Submitted by AutoModerator t3_ybig2m in DIY
Chaoss780 t1_iubh1dz wrote
New house, I figured I need a new filter for my furnace for the change in seasons and went into the utility room to find the size I need. When I opened the filter drawer, the airflow on the filter installed was pointing left. Here is a picture of the furnace. Shouldn't the filter arrow be pointing to the right instead?
Also, and this is likely an equally dumb question, I have no idea where the filter for my AC unit is located. Is it possible the filter for the furnace also filters the air from my AC unit outside?
Astramancer_ t1_iubm904 wrote
So the filter is in that short brown box between the furnace and the duct that goes all the way to the floor?

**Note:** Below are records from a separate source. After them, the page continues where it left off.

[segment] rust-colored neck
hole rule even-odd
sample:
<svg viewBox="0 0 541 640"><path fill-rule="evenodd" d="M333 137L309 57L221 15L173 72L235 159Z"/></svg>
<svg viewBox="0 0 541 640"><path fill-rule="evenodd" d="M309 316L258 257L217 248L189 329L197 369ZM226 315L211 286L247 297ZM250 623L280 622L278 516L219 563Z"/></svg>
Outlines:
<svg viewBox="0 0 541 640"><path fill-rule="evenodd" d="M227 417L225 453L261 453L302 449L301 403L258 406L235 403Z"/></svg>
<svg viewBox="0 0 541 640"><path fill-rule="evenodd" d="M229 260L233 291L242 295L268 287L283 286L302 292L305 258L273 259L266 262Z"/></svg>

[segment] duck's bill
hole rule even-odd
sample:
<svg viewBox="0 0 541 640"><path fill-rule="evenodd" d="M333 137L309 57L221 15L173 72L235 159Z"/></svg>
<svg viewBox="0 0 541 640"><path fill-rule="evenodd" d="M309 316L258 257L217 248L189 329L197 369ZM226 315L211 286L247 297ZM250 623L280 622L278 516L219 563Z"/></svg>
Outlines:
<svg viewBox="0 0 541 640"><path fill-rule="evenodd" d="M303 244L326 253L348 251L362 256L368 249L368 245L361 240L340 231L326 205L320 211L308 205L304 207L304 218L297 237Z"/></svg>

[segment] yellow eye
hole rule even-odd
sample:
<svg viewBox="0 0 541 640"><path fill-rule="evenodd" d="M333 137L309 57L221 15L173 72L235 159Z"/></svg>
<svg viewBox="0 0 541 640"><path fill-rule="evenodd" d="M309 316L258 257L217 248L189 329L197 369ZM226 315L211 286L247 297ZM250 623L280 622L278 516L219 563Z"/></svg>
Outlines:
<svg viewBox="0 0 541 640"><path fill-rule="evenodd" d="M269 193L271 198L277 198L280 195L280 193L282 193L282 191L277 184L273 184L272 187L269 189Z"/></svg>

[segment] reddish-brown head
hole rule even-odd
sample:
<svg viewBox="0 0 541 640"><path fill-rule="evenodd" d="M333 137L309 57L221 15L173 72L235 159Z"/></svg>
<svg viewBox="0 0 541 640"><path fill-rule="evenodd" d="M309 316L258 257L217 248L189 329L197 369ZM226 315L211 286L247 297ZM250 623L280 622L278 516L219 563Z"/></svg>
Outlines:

It probably should be pointed left. It goes like this: Air Return/Intake -> filter -> furnace with blower -> ductwork to individual rooms. You typically do not have filters on the output, only the intake. The duct that goes all the way down to the ground is almost certainly the return air duct. The arrow on the filter is the direction of air flow.
Easy way to tell is when the furnace is running (or you manually set it to fan-only mode) you open up the tray, take out the filter, and stick your hand in there. You'll be able to feel the air flow. You need the filter both for air quality reasons and to protect the blower from grit in all the wrong places, but running it for a minute or two without the filter won't cause a problem.
It is entirely plausible, nay, likely you have a combo furnace + cooling that uses the same air handler. If that's the case then you'd only have the one filter since it would use the same intake either way. See that black-wrapped pipe about 4/5ths of the way up and the copper pipe about 1/2 way up? Those are probably refrigerant lines for cooling. Easy way to tell is to set your thermostat in such a way that the AC turns on. Now check that furnace to see if the blower is on. If it is then there ya go.
Your AC unit almost certainly does not pull in outside air. The outdoor unit condenses the refrigerant and cools it off with the radiator-like structure and giant fan. That liquid refrigerant gets pumped to the indoor unit where it boils through expansion (thus cooling down) inside another radiator-like structure and the air handler blows air through the very cold radiator, thus cooling your house. Household units, even window units, typically do not bring in outside air.
Chaoss780 t1_iubxbsi wrote
Thanks! Answered all my questions perfectly.